Autrefois, la censure était une administration, aujourd’hui, c’est l’ensemble des lignes éditoriales au service de la morale, c’est-à-dire l’ensemble des préjugés des élites dirigeantes.

Comment expliquer qu’après l’envoi, à la presse écrite et aux médias, de plus de 500 exemplaires de notre ouvrage La Vérité sur la crise – La crise est finie ! Tenez bon, la suivante arrive… (Ed. Léo Scheer), aucun article n’ait mentionné l’existence même de ce livre, et encore moins consacré de critiques, mêmes hostiles.

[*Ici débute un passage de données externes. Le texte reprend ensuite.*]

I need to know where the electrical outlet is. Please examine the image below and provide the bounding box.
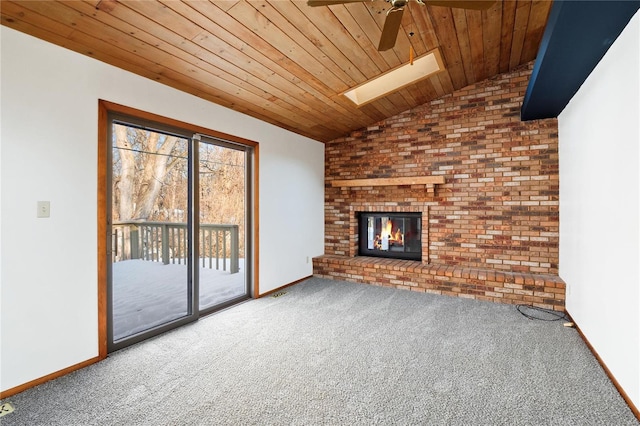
[38,201,51,217]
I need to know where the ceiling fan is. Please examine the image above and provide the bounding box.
[307,0,497,51]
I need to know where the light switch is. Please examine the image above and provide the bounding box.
[38,201,51,217]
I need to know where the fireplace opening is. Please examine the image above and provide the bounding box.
[358,212,422,260]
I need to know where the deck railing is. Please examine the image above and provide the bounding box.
[111,221,240,274]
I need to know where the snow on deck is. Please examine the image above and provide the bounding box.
[112,259,246,341]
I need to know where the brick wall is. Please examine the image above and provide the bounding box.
[325,63,558,275]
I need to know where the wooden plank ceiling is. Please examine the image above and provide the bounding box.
[0,0,551,141]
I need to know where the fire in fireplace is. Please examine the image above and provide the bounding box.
[358,212,422,260]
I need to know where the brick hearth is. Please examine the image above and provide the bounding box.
[314,64,565,309]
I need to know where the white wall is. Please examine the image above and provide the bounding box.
[0,27,324,390]
[558,14,640,407]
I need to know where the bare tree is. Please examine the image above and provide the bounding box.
[114,125,186,221]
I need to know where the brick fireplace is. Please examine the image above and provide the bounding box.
[314,64,565,309]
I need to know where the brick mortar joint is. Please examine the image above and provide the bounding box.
[313,254,565,284]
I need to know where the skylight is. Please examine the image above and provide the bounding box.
[343,48,444,106]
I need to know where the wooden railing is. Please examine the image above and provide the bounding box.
[111,221,240,274]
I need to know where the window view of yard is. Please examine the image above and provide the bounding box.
[111,123,246,341]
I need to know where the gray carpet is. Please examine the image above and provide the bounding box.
[0,278,638,426]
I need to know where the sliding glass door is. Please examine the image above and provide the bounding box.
[107,116,250,351]
[197,137,248,311]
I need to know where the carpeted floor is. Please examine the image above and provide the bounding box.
[0,278,639,426]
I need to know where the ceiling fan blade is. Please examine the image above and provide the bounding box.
[378,9,404,52]
[424,0,497,10]
[307,0,369,7]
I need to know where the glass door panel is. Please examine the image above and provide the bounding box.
[197,142,247,311]
[110,122,192,344]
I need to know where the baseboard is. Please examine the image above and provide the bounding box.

Pourtant, face à « l'accaparement des journaux par le capital centralisé, dix, vingt, cinquante journaux entre les mains d'un homme ou d'un groupe financier », la loi du 29 mars 1935 portant statut du journaliste établit la clause de conscience qui fonde la liberté intellectuelle du journaliste.

Mais, les ordres ont été obéis et les consignes suivies…

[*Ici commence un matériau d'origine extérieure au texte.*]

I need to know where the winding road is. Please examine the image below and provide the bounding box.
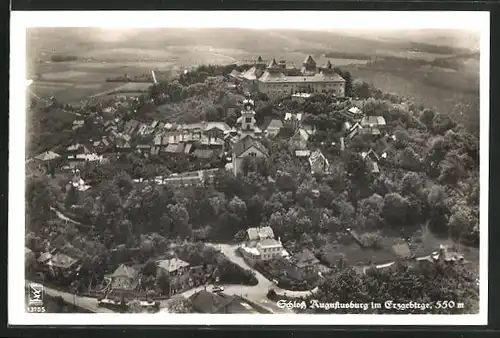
[44,208,317,313]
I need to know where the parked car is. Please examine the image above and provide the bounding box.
[212,285,224,292]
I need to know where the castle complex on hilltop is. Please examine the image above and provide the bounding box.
[231,55,345,97]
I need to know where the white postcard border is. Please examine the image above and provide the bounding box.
[8,11,490,325]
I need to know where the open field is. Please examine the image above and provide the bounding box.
[28,28,479,129]
[346,62,479,131]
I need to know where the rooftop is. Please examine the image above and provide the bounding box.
[247,227,274,240]
[111,264,139,278]
[257,238,282,248]
[35,150,61,161]
[233,135,268,157]
[156,258,189,272]
[259,71,345,83]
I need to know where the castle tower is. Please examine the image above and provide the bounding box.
[267,59,281,72]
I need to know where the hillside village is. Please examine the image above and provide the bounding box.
[26,56,479,313]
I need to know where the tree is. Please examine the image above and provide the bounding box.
[382,193,408,226]
[344,151,368,180]
[333,68,353,97]
[400,172,424,195]
[156,273,171,295]
[432,113,456,134]
[353,81,371,99]
[420,109,436,128]
[167,204,192,238]
[227,196,247,218]
[448,205,472,243]
[25,176,57,232]
[64,185,78,209]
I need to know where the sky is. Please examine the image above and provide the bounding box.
[11,11,489,30]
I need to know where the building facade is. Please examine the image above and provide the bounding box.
[250,56,345,97]
[241,227,289,265]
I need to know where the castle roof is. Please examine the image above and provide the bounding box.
[303,55,316,64]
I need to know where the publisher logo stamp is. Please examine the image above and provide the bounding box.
[28,283,43,305]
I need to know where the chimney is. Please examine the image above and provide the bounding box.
[438,244,445,264]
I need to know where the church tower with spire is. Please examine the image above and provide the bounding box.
[237,99,256,136]
[267,59,281,73]
[301,55,316,74]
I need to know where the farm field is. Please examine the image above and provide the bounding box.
[346,62,479,131]
[335,227,479,266]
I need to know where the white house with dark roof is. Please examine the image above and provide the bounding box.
[156,257,190,276]
[266,119,283,137]
[241,227,289,264]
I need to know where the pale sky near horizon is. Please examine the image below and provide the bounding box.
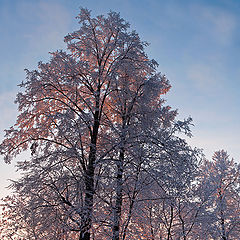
[0,0,240,197]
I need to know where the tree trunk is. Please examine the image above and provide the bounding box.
[112,147,124,240]
[79,97,100,240]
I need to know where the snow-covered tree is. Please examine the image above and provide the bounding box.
[195,150,240,240]
[0,9,200,240]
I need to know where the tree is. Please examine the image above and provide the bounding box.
[195,150,240,240]
[0,9,200,240]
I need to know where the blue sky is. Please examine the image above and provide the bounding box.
[0,0,240,196]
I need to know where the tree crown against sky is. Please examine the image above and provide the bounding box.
[1,6,238,240]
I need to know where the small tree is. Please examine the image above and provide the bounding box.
[199,150,240,240]
[0,9,200,240]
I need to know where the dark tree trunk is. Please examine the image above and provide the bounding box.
[79,94,100,240]
[112,147,124,240]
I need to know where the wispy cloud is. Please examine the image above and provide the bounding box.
[18,1,72,56]
[191,5,237,45]
[186,63,222,94]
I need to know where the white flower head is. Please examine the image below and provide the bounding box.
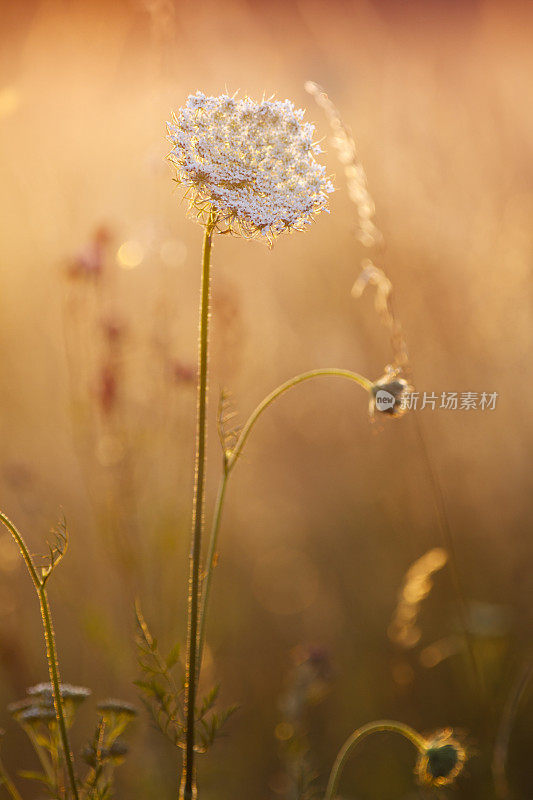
[168,92,333,244]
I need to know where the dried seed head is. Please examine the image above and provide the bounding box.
[168,92,333,244]
[416,728,467,787]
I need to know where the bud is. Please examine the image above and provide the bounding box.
[416,728,467,787]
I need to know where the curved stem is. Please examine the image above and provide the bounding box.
[0,511,79,800]
[227,367,372,472]
[197,367,372,667]
[180,216,215,800]
[324,719,426,800]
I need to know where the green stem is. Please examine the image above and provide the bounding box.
[197,367,372,666]
[180,216,215,800]
[38,586,79,800]
[227,367,372,472]
[324,719,426,800]
[0,511,79,800]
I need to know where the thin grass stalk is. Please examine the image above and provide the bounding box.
[197,367,372,668]
[324,719,426,800]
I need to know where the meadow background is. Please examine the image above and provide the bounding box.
[0,0,533,800]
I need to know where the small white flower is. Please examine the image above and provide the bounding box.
[168,92,333,244]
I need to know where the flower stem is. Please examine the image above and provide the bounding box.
[324,719,426,800]
[197,367,372,667]
[0,512,79,800]
[38,586,78,800]
[179,217,215,800]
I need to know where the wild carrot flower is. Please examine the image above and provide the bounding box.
[168,92,333,244]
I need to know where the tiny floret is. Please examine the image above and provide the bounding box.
[168,92,333,243]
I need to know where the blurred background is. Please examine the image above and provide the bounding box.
[0,0,533,800]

Des marchés financiers qui ne jouent plus leur rôle. Depuis, les déréglementations des années 1980, les marchés financiers sont devenus spéculatifs et ils ont cessé d’être efficients, ils n’assurent plus l’allocation optimale des capitaux, fondement même de l’économie libérale.

Aujourd’hui, les analystes des plus grandes banques d’affaires américaines multiplient les conseils de prudence vis-à-vis des investissements sur les marchés financiers. D’ailleurs, on ne parle plus des subprimes, les banques les comptabilisent comme si c’étaient de « bons crédits » à conserver jusqu’à échéance !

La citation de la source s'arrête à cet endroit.